Monday, April 29, 2013

No reason for Blazers to hang their heads

As the players from the Kamloops Blazers disperse following the end of another WHL season, they should be leaving with their heads held high.
After all, they have made this city’s WHL franchise relevant again.
For the last two seasons, Kamloops has not been the place WHL teams come to for a little R&R. No longer do they come here to see a movie, walk around Aberdeen Mall, leave a little sweat at Interior Savings Centre and leave with the two points.
The Blazers reached the WHL’s championship final in 1999, when they won the first game and then lost four straight to the Calgary Hitmen.
Who knew then that the glory days were over? Who knew then of what was to follow?
For 12 consecutive seasons, the Blazers either were eliminated in the first round (10 times) or didn’t qualify for the playoffs. Seven times the Blazers were swept from the first round. Of the 45 playoffs games in which they took park during that stretch, they won only five.
Having to play the Blazers in the playoffs was like Christmas morning all over again. The last few weeks of recent WHL seasons were like the Kentucky Derby as teams jockeyed for position in hopes of playing the Blazers in late March.
Hockey in April in these parts? That was a distant memory.
Not anymore.
Over the last two springs, the Blazers have played 26 postseason games, winning 16 of them.
The Blazers finished atop the B.C. Division in 2011-12, the first time that had happened since 2001-02, before their season ended in a gloriously exciting seven-game second-round series with the Portland Winterhawks.
This season, the Blazers set a franchise record with 14 straight victories, including five in a row in a mid-October ransacking of the Central Division. There was a time this season when the Blazers were No. 1 in the CHL rankings. (I grant you that those rankings often have more holes in them than the nets at ISC, but they do provide some insight into who’s good and who isn’t.)
When the Blazers played their game this season — when they skated hard, forechecked hard, and made life miserable for opposing defencemen behind their icing line — they were a good team. When they played with controlled aggression, they were very good.
It was when they tried to be bruising and intimidating, when they tried to play between the whistle and the drop of the puck, rather than between the whistles, that they found themselves in trouble.
In the end, the Blazers were eliminated by the Winterhawks on Friday night, losing the best-of-seven Western Conference final in five games. There is no shame in losing in the WHL’s Final Four. And there certainly is no shame in losing to the Winterhawks, a team that has raised the performance bar and will be tough to beat in the championship final for the Ed Chynoweth Cup.

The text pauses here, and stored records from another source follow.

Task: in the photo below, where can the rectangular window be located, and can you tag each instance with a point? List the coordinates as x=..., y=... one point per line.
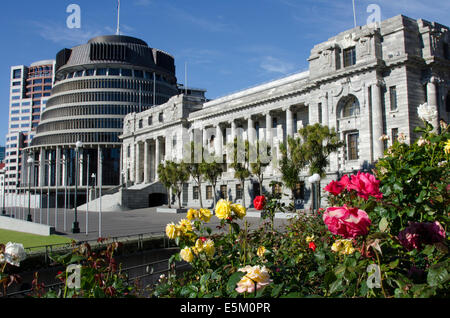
x=238, y=192
x=393, y=97
x=195, y=192
x=209, y=192
x=352, y=146
x=349, y=56
x=223, y=192
x=17, y=73
x=394, y=133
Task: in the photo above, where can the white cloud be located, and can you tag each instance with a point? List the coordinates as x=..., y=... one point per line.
x=275, y=65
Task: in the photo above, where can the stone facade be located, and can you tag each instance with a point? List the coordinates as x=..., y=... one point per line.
x=366, y=83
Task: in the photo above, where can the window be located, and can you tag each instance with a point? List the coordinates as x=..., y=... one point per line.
x=223, y=192
x=126, y=72
x=352, y=146
x=350, y=106
x=393, y=97
x=17, y=73
x=299, y=191
x=349, y=57
x=209, y=192
x=394, y=133
x=101, y=71
x=114, y=71
x=195, y=192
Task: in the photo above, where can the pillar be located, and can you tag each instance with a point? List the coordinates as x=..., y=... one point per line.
x=137, y=177
x=289, y=123
x=41, y=167
x=433, y=100
x=377, y=121
x=146, y=163
x=156, y=158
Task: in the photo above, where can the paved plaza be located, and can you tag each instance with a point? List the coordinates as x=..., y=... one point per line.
x=121, y=223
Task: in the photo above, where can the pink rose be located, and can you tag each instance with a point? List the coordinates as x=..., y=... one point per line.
x=365, y=184
x=346, y=222
x=334, y=188
x=418, y=234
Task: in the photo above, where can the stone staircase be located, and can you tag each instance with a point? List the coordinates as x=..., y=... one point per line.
x=132, y=197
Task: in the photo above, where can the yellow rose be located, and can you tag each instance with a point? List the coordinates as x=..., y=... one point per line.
x=186, y=254
x=205, y=215
x=261, y=250
x=343, y=247
x=223, y=209
x=191, y=214
x=447, y=147
x=185, y=226
x=239, y=210
x=209, y=248
x=255, y=275
x=171, y=231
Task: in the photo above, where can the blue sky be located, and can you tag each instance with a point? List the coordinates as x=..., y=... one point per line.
x=228, y=45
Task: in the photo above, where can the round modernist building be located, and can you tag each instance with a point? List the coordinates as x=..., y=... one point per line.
x=96, y=85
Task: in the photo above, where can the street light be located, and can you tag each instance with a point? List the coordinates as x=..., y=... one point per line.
x=30, y=162
x=75, y=225
x=315, y=179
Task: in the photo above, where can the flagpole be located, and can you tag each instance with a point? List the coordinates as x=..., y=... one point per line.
x=118, y=18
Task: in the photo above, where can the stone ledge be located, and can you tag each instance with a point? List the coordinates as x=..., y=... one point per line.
x=171, y=210
x=12, y=224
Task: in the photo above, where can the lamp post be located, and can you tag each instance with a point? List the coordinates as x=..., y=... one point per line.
x=30, y=162
x=75, y=224
x=4, y=181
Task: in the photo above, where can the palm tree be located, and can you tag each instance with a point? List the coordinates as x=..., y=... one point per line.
x=212, y=171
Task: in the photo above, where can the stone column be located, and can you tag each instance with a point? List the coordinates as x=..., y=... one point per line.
x=80, y=172
x=218, y=141
x=41, y=167
x=137, y=177
x=58, y=167
x=325, y=110
x=433, y=101
x=250, y=130
x=377, y=121
x=146, y=163
x=289, y=123
x=156, y=158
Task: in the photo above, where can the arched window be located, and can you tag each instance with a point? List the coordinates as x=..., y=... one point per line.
x=348, y=106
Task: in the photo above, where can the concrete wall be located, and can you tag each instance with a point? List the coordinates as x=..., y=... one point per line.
x=8, y=223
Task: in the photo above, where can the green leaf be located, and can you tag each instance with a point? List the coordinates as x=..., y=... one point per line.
x=383, y=224
x=233, y=280
x=437, y=275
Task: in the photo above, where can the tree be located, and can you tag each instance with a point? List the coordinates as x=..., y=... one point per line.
x=212, y=171
x=240, y=162
x=318, y=143
x=195, y=169
x=292, y=163
x=262, y=152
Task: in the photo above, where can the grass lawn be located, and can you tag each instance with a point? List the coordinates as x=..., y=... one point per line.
x=29, y=240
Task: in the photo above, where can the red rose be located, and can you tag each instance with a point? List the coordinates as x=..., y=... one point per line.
x=334, y=187
x=259, y=202
x=346, y=222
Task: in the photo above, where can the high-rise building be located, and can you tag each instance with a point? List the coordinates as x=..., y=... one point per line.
x=96, y=85
x=30, y=88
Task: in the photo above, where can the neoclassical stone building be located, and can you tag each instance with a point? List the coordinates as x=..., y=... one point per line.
x=366, y=82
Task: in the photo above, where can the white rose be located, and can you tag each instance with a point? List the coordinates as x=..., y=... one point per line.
x=427, y=113
x=14, y=253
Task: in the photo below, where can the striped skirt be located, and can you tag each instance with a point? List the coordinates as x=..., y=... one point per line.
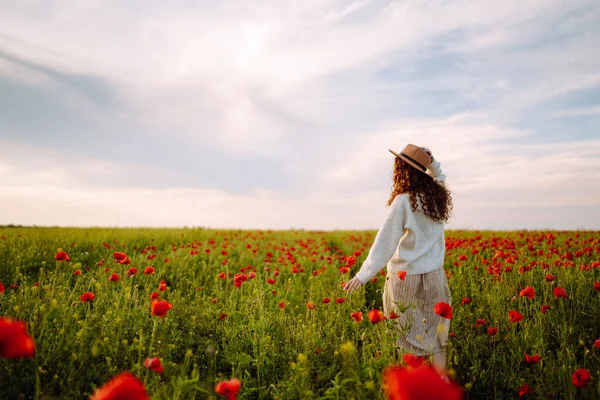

But where do the Blazers go from here?
As is always the case in junior hockey, there will be roster changes.
The three 20-year-olds — captain Dylan Willick, five-year veteran Brendan Ranford and winger Kale Kessy — have used up their eligibility.
Of the 20 players who dressed Friday, eight were 1993-born, with four of those being defencemen. With teams allowed to carry only three 20-year-olds, a maximum of three of them could return next season.
Colin Smith and JC Lipon, the two most consistent forwards, are 1993-born and eligible to turn pro. Smith’s NHL rights are held by the Colorado Avalanche, although he has yet to sign a contract, while Lipon almost certainly will be selected in the NHL draft in June.
That would leave Tim Bozon as the top returning forward, at least in terms of points, but he would need to find new linemates. Cole Ully and Matt Needham move up the depth chart, perhaps to the very top.
On the back end, there obviously is work to be done. Joel Edmundson and Marek Hrbas won’t be back, the former to the St. Louis Blues organization, the latter to a pro team in his native Czech Republic. Tyler Hansen, his faith of utmost importance to him, amost certainly will go on a mission for the Church of Jesus Christ of Latter-day Saints and not return for his 20-year-old season.
In terms of preparation for the future, the Blazers’ braintrust first will get through Thursday’s bantam draft.
And then there is the matter of the general manager, the head coach and the associate coach — Craig Bonner, Guy Charron and Dave Hunchak. Their contracts will expire before another season gets here.
There were rumours last summer that Bonner, now through five seasons as the GM here, might end up with the Dallas Stars, the NHL team owned by Blazers majority owner Tom Gaglardi. Those rumours are bound to surface again.
But who knows what’s going on with Charron and Hunchak, who have proven to be a successful tandem? In the world of hockey, it is most unusual for a team to have the kind of season the Blazers just had without the coaches receiving contract extensions at some point.
These days, Gaglardi is rather busy with his NHL team, as he sweeps parts of the hockey operation clean following a non-playoff campaign. General manager Joe Nieuwendyk left on Sunday, with a replacement, Detroit Red Wings assistant GM Jim Nill, to be introduced today. There will be changes on the coaching staff, too.
“In Dallas, a town where hockey has always had to struggle for attention, the Stars have finally collapsed into irrelevance,” Allan Muir of SI.com wrote yesterday. “Gaglardi knew he couldn’t sell the same weak tea next season.”
That’s one thing Gaglardi doesn’t have to worry about in Kamloops, thanks to players like Smith, Lipon, Ranford and Willick, all of whom drank the weak tea and helped make it stronger.